As the pandemic continues to impact the world, hackers are making headway on new phishing schemes that leverage users’ fears, doubt, and uncertainty around COVID-19. New research from KnowBe4 has revealed that coronavirus-related phishing emails remained the most promising attack type during the third-quarter of 2020 and will continue to foray into the last quarter.
Email subject lines used in the wild
According to KnowBe4, the following email subject lines based around COVID-19 were popular among threat actors:
- Payroll Deduction Form
- Please review the leave law requirements
- Password Check Required Immediately
- Required to read or complete: “COVID-19 Safety Policy”
- COVID-19 Remote Work Policy Update
- Vacation Policy Update
- Scheduled Server Maintenance -- No Internet Access
- Your team shared the "COVID 19 Amendment and Emergency leave pay policy" with you via OneDrive
- Official Quarantine Notice
- COVID-19: Return To Work Guidelines and Requirements
A sneak peek into recent phishing trends
- Armorblox spotted a new credential phishing campaign that exploited the IRS, coronavirus, and SharePoint to trick users. The email promised an important update on the recipient’s COVID-19 relief funds to be disbursed to the person’s address. Instead, it was used to spread the personal information of users.
- Towards the end of September, scammers leveraged the recent COVID-19 financial grant announced by Facebook as bait to steal users’ identity. In this attempt, a fake CNBC news was used to post the announcement.

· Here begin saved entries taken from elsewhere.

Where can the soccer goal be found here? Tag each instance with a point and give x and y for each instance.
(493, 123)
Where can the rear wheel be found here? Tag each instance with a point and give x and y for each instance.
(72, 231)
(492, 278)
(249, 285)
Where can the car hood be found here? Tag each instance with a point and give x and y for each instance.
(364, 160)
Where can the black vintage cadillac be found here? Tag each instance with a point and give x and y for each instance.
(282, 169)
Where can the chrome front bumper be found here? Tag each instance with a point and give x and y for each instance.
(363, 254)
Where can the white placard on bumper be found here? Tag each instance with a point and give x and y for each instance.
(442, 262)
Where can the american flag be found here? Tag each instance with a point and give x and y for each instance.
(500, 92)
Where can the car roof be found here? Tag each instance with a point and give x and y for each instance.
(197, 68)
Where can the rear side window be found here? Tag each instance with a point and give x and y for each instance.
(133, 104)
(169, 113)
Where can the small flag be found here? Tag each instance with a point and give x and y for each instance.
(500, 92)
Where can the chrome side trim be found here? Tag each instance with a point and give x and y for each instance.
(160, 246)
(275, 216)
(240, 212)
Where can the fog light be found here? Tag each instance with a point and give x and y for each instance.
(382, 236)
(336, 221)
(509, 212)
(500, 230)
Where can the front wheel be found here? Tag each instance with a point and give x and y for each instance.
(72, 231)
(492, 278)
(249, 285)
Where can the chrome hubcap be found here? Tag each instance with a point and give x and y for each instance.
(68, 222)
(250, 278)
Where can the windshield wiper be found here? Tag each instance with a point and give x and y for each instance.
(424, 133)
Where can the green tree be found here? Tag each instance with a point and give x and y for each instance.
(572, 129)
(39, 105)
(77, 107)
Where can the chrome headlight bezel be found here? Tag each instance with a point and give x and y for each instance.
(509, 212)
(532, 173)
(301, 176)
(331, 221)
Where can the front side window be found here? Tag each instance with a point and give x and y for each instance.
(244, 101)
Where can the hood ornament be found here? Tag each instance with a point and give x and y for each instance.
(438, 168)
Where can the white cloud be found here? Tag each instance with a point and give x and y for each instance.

- In mid-September, U.K business owners were targeted in a new phishing scam that impersonated Her Majesty’s Revenue and Customs (HMRC) and informed victims about the new updates on COVID-19 tax relief.
Besides phishing, the pandemic became a popular channel to spread malware. In an incident, cybercrooks had used the ‘U.S. President testing positive for COVID-19’ theme to distribute BazarLoader malware.
Since the beginning of 2020, the pandemic has opened a variety of opportunities for new and unique espionage attacks. The year, moreover, witnessed a spike in attacks from state-sponsored actors in a bid to steal vaccine development research. At a time when ransomware kits are sold on the dark web, hackers leveraging COVID-19 for malicious activities have become even more concerning.